The resulting index can be set randomly with random_index set to True, or it can be set manually by setting random_index=False and assigning index with an integer value between zero and the length of the word of the BraidWord.

from braidgenerator import BraidWord

braidword = BraidWord([1, 2, 3])

# Randomly set generator to be removed
random_newbraidword = braidword.resolution(random_index=True)
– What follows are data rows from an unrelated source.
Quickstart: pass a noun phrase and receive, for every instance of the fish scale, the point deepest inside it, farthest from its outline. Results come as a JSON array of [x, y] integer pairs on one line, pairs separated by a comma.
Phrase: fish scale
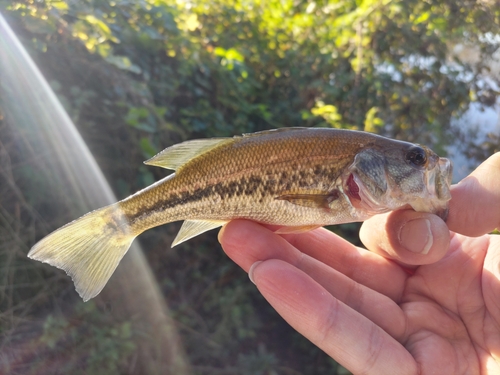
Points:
[[298, 178]]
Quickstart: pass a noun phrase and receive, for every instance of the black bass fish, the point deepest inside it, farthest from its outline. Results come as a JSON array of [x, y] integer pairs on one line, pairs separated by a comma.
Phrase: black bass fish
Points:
[[298, 178]]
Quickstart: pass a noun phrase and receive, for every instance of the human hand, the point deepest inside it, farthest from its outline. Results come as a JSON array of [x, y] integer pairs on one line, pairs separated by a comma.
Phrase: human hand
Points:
[[423, 300]]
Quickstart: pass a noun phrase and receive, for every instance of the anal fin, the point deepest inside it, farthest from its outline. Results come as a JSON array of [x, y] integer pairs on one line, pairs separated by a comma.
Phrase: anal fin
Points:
[[311, 200], [297, 229], [192, 228]]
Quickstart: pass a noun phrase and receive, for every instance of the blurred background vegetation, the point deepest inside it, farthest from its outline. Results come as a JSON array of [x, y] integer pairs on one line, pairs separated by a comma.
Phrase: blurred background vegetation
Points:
[[137, 76]]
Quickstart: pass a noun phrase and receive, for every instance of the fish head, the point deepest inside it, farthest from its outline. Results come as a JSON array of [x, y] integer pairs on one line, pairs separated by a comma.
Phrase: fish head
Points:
[[395, 175]]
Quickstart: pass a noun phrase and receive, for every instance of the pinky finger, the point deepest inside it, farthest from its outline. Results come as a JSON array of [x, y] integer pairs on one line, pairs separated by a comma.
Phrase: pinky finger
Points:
[[347, 336]]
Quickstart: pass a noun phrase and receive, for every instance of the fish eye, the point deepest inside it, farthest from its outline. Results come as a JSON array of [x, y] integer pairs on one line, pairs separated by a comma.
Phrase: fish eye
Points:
[[416, 155]]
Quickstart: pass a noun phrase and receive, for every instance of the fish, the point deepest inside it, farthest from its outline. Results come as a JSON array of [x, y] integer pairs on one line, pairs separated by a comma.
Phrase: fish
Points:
[[296, 178]]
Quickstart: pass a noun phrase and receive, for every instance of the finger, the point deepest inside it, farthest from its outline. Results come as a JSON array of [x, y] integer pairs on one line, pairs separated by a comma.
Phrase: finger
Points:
[[475, 203], [247, 242], [347, 336], [377, 307], [409, 237]]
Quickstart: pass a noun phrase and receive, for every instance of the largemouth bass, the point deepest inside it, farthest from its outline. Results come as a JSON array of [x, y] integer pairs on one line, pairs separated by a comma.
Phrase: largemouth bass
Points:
[[298, 178]]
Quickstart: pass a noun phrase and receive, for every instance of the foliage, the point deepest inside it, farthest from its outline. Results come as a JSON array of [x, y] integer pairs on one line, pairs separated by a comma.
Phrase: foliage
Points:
[[138, 76]]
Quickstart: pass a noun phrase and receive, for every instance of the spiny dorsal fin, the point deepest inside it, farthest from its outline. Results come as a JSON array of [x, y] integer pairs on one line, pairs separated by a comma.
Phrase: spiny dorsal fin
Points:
[[177, 155], [273, 131], [192, 228]]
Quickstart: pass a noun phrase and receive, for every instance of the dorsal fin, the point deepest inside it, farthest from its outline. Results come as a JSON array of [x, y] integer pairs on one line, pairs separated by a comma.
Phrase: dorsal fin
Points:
[[273, 131], [177, 155]]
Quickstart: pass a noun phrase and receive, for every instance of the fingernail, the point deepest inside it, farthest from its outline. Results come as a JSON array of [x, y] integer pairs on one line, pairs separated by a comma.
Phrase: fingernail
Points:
[[416, 236], [252, 268]]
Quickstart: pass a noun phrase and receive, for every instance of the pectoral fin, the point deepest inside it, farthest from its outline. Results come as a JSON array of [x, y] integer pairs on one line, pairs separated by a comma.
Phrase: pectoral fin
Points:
[[192, 228], [311, 200]]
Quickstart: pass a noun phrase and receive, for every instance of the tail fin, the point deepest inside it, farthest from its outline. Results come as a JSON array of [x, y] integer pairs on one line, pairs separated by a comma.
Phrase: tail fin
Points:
[[88, 249]]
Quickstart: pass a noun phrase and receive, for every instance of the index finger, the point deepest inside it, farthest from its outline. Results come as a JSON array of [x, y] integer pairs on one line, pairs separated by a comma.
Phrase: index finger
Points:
[[475, 203]]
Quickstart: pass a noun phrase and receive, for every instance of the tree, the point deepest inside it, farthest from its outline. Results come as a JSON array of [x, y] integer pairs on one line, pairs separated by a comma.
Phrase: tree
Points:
[[139, 76]]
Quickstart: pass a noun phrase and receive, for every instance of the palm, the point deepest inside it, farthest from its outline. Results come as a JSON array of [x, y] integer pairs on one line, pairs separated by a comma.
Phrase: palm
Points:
[[437, 314], [450, 313]]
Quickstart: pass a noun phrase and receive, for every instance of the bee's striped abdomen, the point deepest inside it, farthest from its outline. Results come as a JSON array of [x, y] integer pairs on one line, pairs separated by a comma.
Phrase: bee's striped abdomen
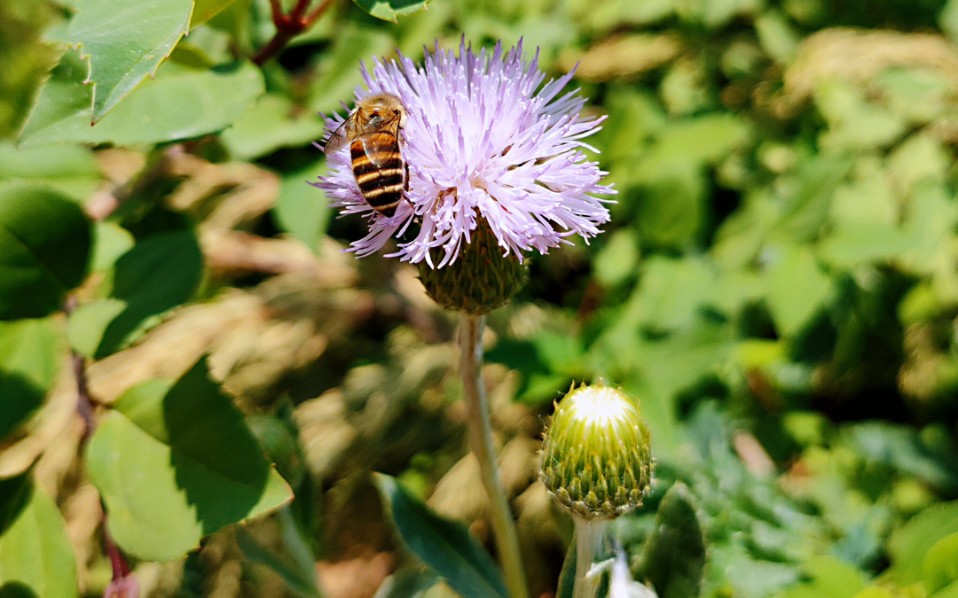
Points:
[[383, 185]]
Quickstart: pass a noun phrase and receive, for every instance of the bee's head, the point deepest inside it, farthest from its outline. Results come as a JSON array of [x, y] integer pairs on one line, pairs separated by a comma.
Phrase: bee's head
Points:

# Manually set generator to be removed
manual_newbraidword = braidword.resolution(random_index=False, index=1)

random_newbraidword.word
>>> [2, 3]

manual_newbraidword.word
>>> [1, 3]

Running the tests

Tests for these scripts are included in the github repository under the paths shown below.

.
|
└───tests
        test_braidword.py
        test_markovchain.py

Breakdown of tests

The given tests use Pythons UnitTest package for testing. test_braidword.py contains over 350 lines of tests with 30+ test cases (at the time of writting this readme). The test cases contain suites that test for initialization, boolean helper functions (such as canDestabilize, canFlip, etc...), and the BraidWord methods (such as Destabilize, Flip, etc...). Examples of test_braidword.py include:

def test_init_pathfail_0(self):
    '''
    Should raise TypeError if initword
    is not a list (args)
    '''
    with self.assertRaises(TypeError) as te:
        bw = BraidWord(1)
def test_canCancel_pathfail(self):
    """Should return False when adjacent
    generators are not inverses of one other"""
    bw = BraidWord([1, 2, 3, -3])
    # Execution path False
    self.assertFalse(bw.canCancel(0))
def test_cancel_pathsuccess(self):
    """Should successfully cancel gen @idx 3
    and should modify word"""
    bw = BraidWord([-1, 2, 3, 1])
    # Execution path True
    self.assertTrue(bw.cancel(3))
    # Word modification
    self.assertEqual(bw.word, [2, 3])

test_markovchain.py contains roughly 200 lines of tests with 18+ test cases (at the time of writing this readme). The test cases contain suites that test mainly for initialization and that containers, such as logs, braidrepisms, and braidagg, vis-a-vis the aggregate, logs, and braidreps methods, as well as exporting methods, such as tocsv, topandas, and totxt, are valid (i.e. not empty). The lack of automated tests for said script is due to the probabilistic nature of the results of the model method. Results for this method may be tested by hand or an auxiliary program, such as ``KnotPlot." Examples of test_markovchain.py include:

def test_init_pathfail_0(self):
    """Should throw error if BraidWord not given"""
    with self.assertRaises(Exception) as te:
        MarkovChain()
def test_aggregate(self):
    '''
    Should return non-empty self.braidagg
    '''
    mc = MarkovChain(BraidWord([1, 2, 3]))
    mc.model(num_braidreps=1, msteps=10)
    # Check if non-empty
    self.assertTrue(mc.aggregate())
def test_logs(self):
    '''
    Should return non-empty self.braidagg.logs
    '''
    mc = MarkovChain(BraidWord([1, 2, 3]))
    mc.model(num_braidreps=1, msteps=10)
    # Check if non-empty
    self.assertTrue(mc.logs())

BraidWord's crossing_change and resolution methods follow similar formats and can be viewed in the tests\test_braidword module in the repository.

Documentation

For more information about methods and code fragments, please refer to the documentation.

Contributing

Please read CONTRIBUTING.md for details on our code of conduct, and the process for submitting pull requests to us.

Versioning

We use SemVer for versioning. For the versions available, see the tags on this repository.

Authors

License

This project is licensed under the MIT License - see the LICENSE.md file for details.

Acknowledgements

This package makes use of pandas as a requirement. Please refer to the pandas license for more information on their license.

The CONTRIBUTING.md content was adapted from PurpleBooth's Good-CONTRIBUTING.md-template.md.

A. Moore and S. Witte acknowledge the partial support of NSF grant DMS-1716987.